I remember what a treat it was to ride in my dad’s car. I felt like a celebrity and we thought he was a race car driver. Ever the lover of muscle cars, he would quiz me about the makes and models of vehicles on the road. On one car ride, I remember him asking me about what I wanted to be when I grew up. Without a second thought I proudly announced, “President of the United States.” I grew up right outside of Washington DC and politics were a frequent dinner conversation. I remember NO snickering or mention that women weren’t usually presidents. I do remember him helping me create my platform, having me present it to him, and them him telling me that I had his vote when the time was right.
My dad has always taught me that I have infinite potential.
In fifth grade, I wrote the f-word in a note to a friend about a boy (who would later try to burn down my house …keep reading.) The note was intercepted by my teacher and given to my mom. I knew she knew about it and I knew she was upset but we didn’t discuss it until my dad got home from work. I’ve never once heard my father use any kind of profanity, so I was REAL nervous about how he would react.
He simply told me that the word I chose to use was one of the worst in our language. He told me he was disappointed in me and we discussed together my consequences. He never raised his voice. In fact, in the 35 years I’ve been on the earth, I could count on one hand how many times he has raised his voice. And those times that he did, it was always in defense of my mother and how we treated her or talked about/to her. I must have learned from those consequences even though they seemed so harsh at the time because I have not said or written the f-word since that one incident.

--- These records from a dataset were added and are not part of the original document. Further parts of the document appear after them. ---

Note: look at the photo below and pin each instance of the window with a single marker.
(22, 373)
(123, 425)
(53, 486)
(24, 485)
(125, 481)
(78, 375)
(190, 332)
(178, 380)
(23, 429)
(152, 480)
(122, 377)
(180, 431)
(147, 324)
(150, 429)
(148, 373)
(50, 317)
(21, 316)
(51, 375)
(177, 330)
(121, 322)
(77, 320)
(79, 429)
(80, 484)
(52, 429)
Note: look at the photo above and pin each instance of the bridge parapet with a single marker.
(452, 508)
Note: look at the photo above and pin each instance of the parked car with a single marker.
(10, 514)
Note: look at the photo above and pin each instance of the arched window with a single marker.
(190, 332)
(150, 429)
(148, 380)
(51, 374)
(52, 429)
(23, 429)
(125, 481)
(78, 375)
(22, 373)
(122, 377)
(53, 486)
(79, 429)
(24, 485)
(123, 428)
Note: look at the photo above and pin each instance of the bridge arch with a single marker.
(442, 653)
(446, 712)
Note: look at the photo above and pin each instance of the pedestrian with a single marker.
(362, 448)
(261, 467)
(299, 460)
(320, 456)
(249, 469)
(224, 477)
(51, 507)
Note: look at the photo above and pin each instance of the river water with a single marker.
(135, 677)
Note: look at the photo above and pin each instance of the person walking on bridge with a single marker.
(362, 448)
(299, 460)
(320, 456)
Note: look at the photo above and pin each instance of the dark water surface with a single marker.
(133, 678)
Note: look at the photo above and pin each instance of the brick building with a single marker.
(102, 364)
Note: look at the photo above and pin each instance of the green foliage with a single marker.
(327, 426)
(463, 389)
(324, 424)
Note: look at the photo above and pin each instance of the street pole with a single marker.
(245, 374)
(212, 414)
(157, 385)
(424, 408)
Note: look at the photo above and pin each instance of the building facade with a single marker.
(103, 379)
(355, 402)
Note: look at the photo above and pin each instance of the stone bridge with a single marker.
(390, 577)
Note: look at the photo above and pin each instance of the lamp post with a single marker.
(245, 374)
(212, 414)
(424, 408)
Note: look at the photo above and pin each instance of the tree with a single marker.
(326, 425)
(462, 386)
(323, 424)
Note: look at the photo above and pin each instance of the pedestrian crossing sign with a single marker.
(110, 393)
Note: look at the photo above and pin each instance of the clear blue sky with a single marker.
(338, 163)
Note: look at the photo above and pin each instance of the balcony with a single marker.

My dad taught me to take responsibility for my actions. He taught me to understand that the Lord chastens whom he loves.
It was my dad who sat down with me in elementary school to do math homework. Math was especially challenging and I often reached tears with how frustrated I was. Can you blame me? I mean, why would they call it “borrowing” in subtraction if you never gave the ten back? My dad was the first to notice my deficiency (before my teachers!) and he and my mom arranged for me to have math tutors for the rest of the school career. Math is still difficult for me, but I did eventually learn to “borrow” thanks to my dad’s discovery.
My dad provided the resources for me to find my own success.
Throughout elementary school and junior high school I played softball and basketball in rec leagues. I was absolutely terrible at both. I am not an athlete. And yet, my parents never missed a game. They were always there cheering me on. My dad took a special interest in helping me with my softball skills. I cannot tell you how many times as an adult I have apologized for making them sit through all those boring games …but I never heard them complain and they never let me quit.
My dad supported me even when I was totally terrible at something and tried to help me be better.
English, art, and writing classes have always been my thang over sports. (Although my dad isn’t proofreading this post so who knows how grammatically accurate it will be.) When I was in fifth grade, my parents signed me up for a special writing camp at the local university. They did it again in 9th grade when I wanted to dive into drawing and fashion design–I took a college course downtown and they drove me each way. In my AP Lit class, I was falling waaaay behind. I was drowning. My dad purchased all the required reading for the term and read each of the books with me. I remember afternoons and evenings discussing literature with him in the study of my childhood home. For one of my AP art classes, I was required to take my portfolio to the University of Maryland for an assessment. My dad arranged for the whole family to go and support me. The summer before my senior year in high school, I was named one of the editors of my yearbook. My parents paid for me to attend a special hands-on conference in Gettysburg focused on yearbook editing. I won an award for one of my layouts.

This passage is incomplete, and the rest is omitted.